La elección de los exteriores no fue un capricho, sino que Kurosawa buscaba un paisaje neblinoso. Pero el trasladar y montar toda la parafernalia propia de una película que recrea la época feudal, teniendo en cuenta la distancia que separaba el set de Tokyo, no hubiese sido nada fácil de no ser por la inesperada ayuda que proporcionaron marines americanos de una base cercana, que colaboraron preparando y limpiando el terreno para que los técnicos pudiesen montar el set.
Todo esfuerzo valió la pena para que Kurosawa, con su inconfundible estilo, rodase una obra maestra como Trono de Sangre. Un mundo de intrigas, de codicia y de envidia malsana personificada en la figura de Lady Asaji Washizu, la Lady Macbeth de la historia, interpretada de forma magistral por Isuzu Yamada. Una Lady Washizu de mirada esquiva y voz susurrante, de movimientos lentos y casi imperceptibles, a la vez gráciles y temibles, siempre escogiendo las palabras para lograr hacer arder la llama de la codicia en Taketoshi Shimizu. Una sucesión de escenas en las que sibilinamente Lady Washizu se va ganando el odio del espectador, al ver cómo impunemente provoca atroces acontecimientos. Ambos, Yamada y Mifune, conforman una pareja que por sí sola puede mantener toda la película, pero aún así se encuentran rodeados de escenarios que, vistos a través del objetivo de Kurosawa, son un personaje más.
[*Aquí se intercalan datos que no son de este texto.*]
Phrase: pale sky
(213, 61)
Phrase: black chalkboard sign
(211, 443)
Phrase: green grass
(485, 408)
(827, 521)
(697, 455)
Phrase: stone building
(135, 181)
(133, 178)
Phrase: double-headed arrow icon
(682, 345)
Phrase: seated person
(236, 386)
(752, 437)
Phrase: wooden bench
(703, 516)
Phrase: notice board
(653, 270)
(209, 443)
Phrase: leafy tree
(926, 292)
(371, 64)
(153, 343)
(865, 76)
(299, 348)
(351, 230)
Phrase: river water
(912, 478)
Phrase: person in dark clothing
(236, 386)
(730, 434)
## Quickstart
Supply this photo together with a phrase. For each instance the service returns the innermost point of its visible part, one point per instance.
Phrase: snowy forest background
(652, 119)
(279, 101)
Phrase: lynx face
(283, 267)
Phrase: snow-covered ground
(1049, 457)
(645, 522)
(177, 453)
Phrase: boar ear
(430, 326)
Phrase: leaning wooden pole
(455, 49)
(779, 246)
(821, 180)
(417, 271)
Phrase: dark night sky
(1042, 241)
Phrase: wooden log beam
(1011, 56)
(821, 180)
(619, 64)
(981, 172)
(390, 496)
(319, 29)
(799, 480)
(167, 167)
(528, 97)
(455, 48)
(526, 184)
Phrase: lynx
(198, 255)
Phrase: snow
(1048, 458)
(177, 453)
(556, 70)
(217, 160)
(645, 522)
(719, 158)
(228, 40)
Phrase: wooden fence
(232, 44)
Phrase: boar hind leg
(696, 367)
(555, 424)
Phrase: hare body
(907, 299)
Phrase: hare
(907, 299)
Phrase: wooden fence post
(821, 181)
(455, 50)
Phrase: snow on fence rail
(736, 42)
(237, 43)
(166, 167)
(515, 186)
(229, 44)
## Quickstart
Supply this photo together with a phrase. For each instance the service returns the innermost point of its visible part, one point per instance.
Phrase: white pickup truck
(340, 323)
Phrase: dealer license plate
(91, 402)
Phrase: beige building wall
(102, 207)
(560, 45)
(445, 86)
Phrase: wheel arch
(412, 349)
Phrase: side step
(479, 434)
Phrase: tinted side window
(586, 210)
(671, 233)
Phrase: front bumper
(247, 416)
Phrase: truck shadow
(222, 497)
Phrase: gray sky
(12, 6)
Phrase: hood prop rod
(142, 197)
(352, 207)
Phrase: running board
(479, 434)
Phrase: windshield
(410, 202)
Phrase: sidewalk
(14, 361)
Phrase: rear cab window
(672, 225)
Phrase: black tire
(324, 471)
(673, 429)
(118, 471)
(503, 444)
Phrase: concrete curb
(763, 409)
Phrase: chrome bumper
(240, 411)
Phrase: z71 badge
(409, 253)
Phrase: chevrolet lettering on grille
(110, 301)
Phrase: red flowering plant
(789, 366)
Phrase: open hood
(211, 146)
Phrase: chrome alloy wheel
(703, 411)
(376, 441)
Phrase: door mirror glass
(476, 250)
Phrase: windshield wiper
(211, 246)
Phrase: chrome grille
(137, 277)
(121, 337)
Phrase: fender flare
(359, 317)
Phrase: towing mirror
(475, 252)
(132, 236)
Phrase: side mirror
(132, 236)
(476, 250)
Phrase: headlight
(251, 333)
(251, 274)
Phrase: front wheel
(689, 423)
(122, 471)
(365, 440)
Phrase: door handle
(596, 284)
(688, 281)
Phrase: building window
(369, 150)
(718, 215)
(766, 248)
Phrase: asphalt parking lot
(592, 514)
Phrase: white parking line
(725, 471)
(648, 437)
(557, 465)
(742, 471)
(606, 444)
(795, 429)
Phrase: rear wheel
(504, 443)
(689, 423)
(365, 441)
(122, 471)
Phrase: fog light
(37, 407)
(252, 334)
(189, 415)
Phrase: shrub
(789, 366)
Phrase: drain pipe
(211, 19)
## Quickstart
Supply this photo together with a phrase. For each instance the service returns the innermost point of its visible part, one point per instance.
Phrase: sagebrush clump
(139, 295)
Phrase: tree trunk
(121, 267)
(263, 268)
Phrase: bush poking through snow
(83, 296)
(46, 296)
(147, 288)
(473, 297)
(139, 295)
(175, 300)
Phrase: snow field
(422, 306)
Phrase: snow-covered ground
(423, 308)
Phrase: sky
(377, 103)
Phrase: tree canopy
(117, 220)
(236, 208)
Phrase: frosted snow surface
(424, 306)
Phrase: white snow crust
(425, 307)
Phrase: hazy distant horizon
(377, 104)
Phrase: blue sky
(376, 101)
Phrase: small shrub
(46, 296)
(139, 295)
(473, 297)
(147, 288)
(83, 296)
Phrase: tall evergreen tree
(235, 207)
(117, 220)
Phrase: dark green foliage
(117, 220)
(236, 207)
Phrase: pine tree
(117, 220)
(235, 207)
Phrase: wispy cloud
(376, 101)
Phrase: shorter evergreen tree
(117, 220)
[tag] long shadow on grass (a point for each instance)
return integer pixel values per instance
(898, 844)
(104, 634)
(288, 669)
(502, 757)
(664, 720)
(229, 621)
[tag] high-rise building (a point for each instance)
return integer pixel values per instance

Venganza, y la venganza trae miedo, temor a más venganza. El traidor no descansa ya que sospecha hasta de su mejor amigo, y ese es Yoshiaki Miki, el eslabón más racional de esta cadena aunque siempre al borde de verse devorado por esta vorágine de cizaña. Poco importa que al final Kurosawa abandone a Shakespeare en busca de un final más acorde al universo que él retrata. Porque pocas veces habremos visto unas escenas finales con tanta fuerza, y arriesgando tanto con decenas de flechas reales en una atrevida coreografía que solamente viéndola podréis entender.